We should also mention that although the ingredients of this cocktail are generally very safe in most people, there are some populations where caution should be exercised. These include people with G6PD deficiency (favism) as they may be at higher risk of hemolytic crisis with use of high dose IV vitamin C, patients with hemochromatosis as high dose vitamin C may cause abnormal iron deposition, and pregnant patients as the effects of such doses of vitamin C on developing fetuses is not known. G6PD deficiency in particular is significant because it is fairly common in many parts of the world including tropical Africa, the Middle East, subtropical Asia and parts of the Mediterranean, with a prevalence of 5-25%. In the US, approximately 10% of black males are affected by this condition. Most studies now studying this treatment list G6PD deficiency as an exclusion criterion, but its effect on this treatment is under some debate, with some arguing that it does not in fact increase the risk of hemolysis, including Dr. Marik in this recent article.

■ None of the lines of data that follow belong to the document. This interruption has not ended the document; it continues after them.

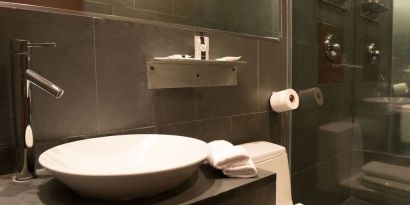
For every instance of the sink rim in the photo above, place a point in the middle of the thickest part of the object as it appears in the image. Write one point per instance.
(47, 166)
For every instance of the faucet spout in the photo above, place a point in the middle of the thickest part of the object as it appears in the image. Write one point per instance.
(44, 84)
(23, 78)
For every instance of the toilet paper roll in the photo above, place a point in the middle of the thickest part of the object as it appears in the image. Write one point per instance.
(400, 89)
(311, 97)
(284, 100)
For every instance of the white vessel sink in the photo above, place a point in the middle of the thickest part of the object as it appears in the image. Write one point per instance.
(125, 166)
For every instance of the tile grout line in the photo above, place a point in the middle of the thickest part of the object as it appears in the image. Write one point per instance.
(257, 68)
(95, 75)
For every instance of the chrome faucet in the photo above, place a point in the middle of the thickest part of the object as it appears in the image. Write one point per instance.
(23, 78)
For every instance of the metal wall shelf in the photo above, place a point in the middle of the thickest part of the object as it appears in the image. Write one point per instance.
(178, 73)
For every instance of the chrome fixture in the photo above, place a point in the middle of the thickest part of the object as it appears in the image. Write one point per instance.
(332, 48)
(23, 78)
(374, 53)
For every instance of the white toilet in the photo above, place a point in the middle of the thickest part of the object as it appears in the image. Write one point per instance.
(273, 157)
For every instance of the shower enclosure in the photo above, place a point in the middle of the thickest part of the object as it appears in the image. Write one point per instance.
(354, 146)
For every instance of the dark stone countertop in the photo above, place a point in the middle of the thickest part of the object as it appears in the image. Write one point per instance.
(204, 185)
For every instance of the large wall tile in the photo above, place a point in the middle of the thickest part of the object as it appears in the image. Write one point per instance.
(272, 70)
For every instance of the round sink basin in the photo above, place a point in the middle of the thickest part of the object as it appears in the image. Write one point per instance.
(125, 166)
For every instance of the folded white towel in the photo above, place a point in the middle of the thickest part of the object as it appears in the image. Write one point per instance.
(223, 154)
(242, 171)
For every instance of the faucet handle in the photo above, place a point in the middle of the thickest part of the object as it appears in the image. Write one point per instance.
(39, 45)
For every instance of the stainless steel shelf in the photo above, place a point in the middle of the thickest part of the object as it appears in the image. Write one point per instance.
(176, 73)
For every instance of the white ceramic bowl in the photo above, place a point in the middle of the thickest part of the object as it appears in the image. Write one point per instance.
(125, 166)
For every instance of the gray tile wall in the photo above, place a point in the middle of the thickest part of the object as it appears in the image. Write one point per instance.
(320, 163)
(101, 64)
(261, 17)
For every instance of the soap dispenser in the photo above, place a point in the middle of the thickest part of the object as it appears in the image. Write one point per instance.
(201, 47)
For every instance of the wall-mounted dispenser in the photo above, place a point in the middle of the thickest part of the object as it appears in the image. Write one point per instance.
(373, 53)
(201, 47)
(341, 4)
(373, 10)
(332, 47)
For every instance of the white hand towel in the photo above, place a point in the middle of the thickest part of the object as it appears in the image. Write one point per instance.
(242, 171)
(223, 154)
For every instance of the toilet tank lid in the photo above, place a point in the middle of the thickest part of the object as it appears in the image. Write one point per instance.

Our survey of 668 users of the Sepsis Clinical Guide, mostly physicians in critical care, emergency medicine and other specialties representing over 80 countries, found that 24% percent of clinicians are using the Marik vitamin C cocktail in clinical practice. Seventy-two percent of respondents reported using it in less than 25 patients, and 68% either as soon as a sepsis diagnosis is made, or only in severe sepsis and septic shock. Of those who tracked mortality, 46% reported no mortality benefit with use of the cocktail, 23% reported <10% mortality reduction, 19% reported 10-20% reduction, 7% reported 30-50% reduction and 5% reported >50% mortality reduction. Respondents with higher patient volumes tended to report higher reductions, as did those who treated earlier, but the trends were not strong and the group sample sizes too small to draw meaningful conclusions. Other beneficial effects reported by users of the cocktail included faster patient recovery and fewer vasopressors, and to a lesser degree, less organ dysfunction and fewer complications. Among those who did not use the cocktail, the most frequent reasons given for not doing so were a desire to wait for validation from larger randomized trials, and external factors like institutional prohibition on unvalidated treatments or lack of availability of the cocktail’s ingredients.